Online TCP Acknowledgment is the canonical online problem with delay, capturing the fundamental tradeoff between reducing service cost through batching and the delay incurred by pending requests. Prior work has largely focused on different types of service costs, e.g., Joint Replenishment. However, to the best of our knowledge, beyond the work of Albers and Bals (SODA 2003), which studies maximum delay and closely related objectives, not much is known for more general delay cost models.

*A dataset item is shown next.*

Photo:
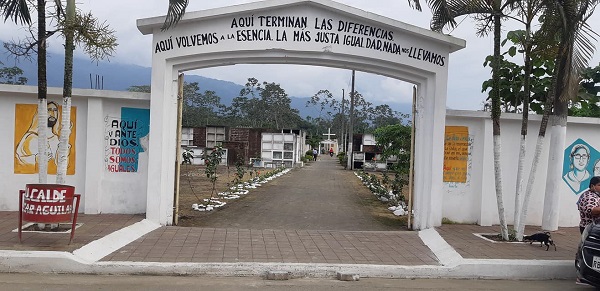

In this work, we study the Online TCP Acknowledgment under two new generalized delay costs that we call batch-oblivious and batch-aware. In the former, the delay cost is a function of the vector of packet delays. We show that the classic greedy approach is also $2$-competitive for continuous submodular functions and $\ell_p$ norms. In the batch-aware model, each batch incurs a delay cost that is a function $f$ of the vector of delays incurred by its packets. When the overall delay cost is the maximum of the batch delay costs, we show that the greedy approach is also $2$-competitive.
Our main technical contribution is for the batch-aware setting, where the overall delay cost is the sum of the batch delay costs. We show that the greedy approach is $Ω(n)$-competitive and that the deterministic competitive ratio is $Θ(\log n)$. Remarkably, our algorithm only requires the bare minimum assumption that $f$ is monotone.